I grew up with a seven-foot print of Michelangelo’s Creation of Adam, from the Sistine Chapel, on the wall above my bed. I read Irving Stone’s The Agony and the Ecstasy, a novelized version of Michelangelo’s life, twice in high school and once again in college. I read deeply on Leonardo Da Vinci, both for his scientific and his artistic genius. I knew it wasn’t the hippest era amongst the highbrow set, but I always loved the art of the renaissance period. I’ve grown to love other kinds and periods of art, but the painting and the sculpture of the great renaissance masters has always remained my favorite.
The greater portion of that art was produced under the patronage of the church. There were controversies, to be sure, and artists then as now liked to push the boundaries. But the church was much more supportive of artistic and scientific innovation than is commonly portrayed. Michelangelo’s masterpiece on the chapel ceiling sits inside St. Peter’s Basilica. It was nurtured within the embrace of the Church and it has remained there ever since.
Christians today, and evangelicals especially, like to complain about the way they are portrayed in today’s works of art — in novels, television shows, movies and the like. And Christians today like to joke about the low-budget quality of shows and films that are made specifically for the evangelical subculture. Yet they — we — rarely give generously of our time, talents and treasures to create transcendent, piercing, defining works of culture. Sometimes it seems like we’re waiting around for another big-money patron to appear. Wouldn’t it be great if there were a Christian Bill Gates who would give $10B to the creation of enduring works of art from artists of faith?

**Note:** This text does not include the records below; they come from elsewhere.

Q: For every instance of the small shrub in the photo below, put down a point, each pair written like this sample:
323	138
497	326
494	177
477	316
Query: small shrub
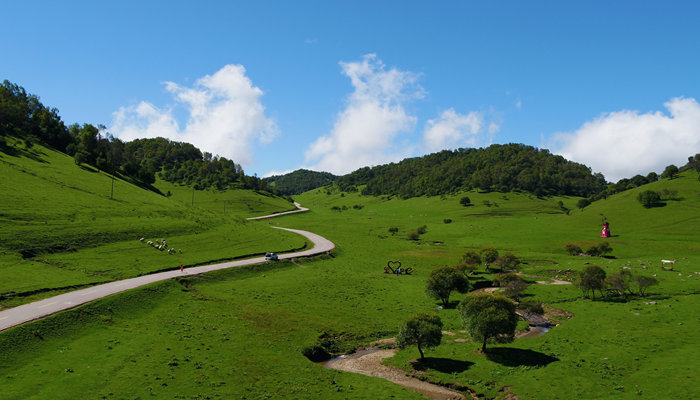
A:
534	307
471	258
315	353
504	279
489	255
583	203
573	250
649	198
599	251
514	289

Yes, it would be great. And there are some interesting efforts afoot, such as the Wedgwood Circle, and in particular areas, such as the Act One program to nurture writers and directors of film. But the good news is, with modern technology, we have some excellent means available to us to support the creation of culture that honors what is true and good and beautiful. Just like Kickstarter supports the launch of new ideas and products, or Causes or Razoo or Crowdrise (or iam2.org, to which I am particularly devoted), the combination of digital and social media technologies makes it possible for us to gather small amounts of money from many people at once, for the production of art.
We can crowd-source a restored church patronage of the arts.
That’s the idea behind As1, launched by Jonathan Bock, the founder of Grace Hill Media. I’ve come to know Jon and GHM through the process of creating the Patheos Movies Channel, and I’m excited by the vision he articulates for this new initiative: “As1 seeks to restore the church to its historically traditional role as a Patron of the Arts. Through our demographic size and collective buying power, we will unite to impact the culturally influential art of our time – film, television and music. As we have throughout history, we will generously reward the artists who tell our stories. And they will make more. In addition, As1 seeks genuine relationship and renewed partnership with the Artistic Community. Artists: you are not the enemy, and we were wrong for saying you were. As1 wants the greatest artists telling our stories again.”
I’m aware that, in the odd assortment of people who read this blog, some will be inclined to criticize from the start. But I would love to see this flourish. Here’s the video introducing the concept:
Perhaps we don’t need a big-money patron. Perhaps we just need ourselves, committed, creative, and collaborating.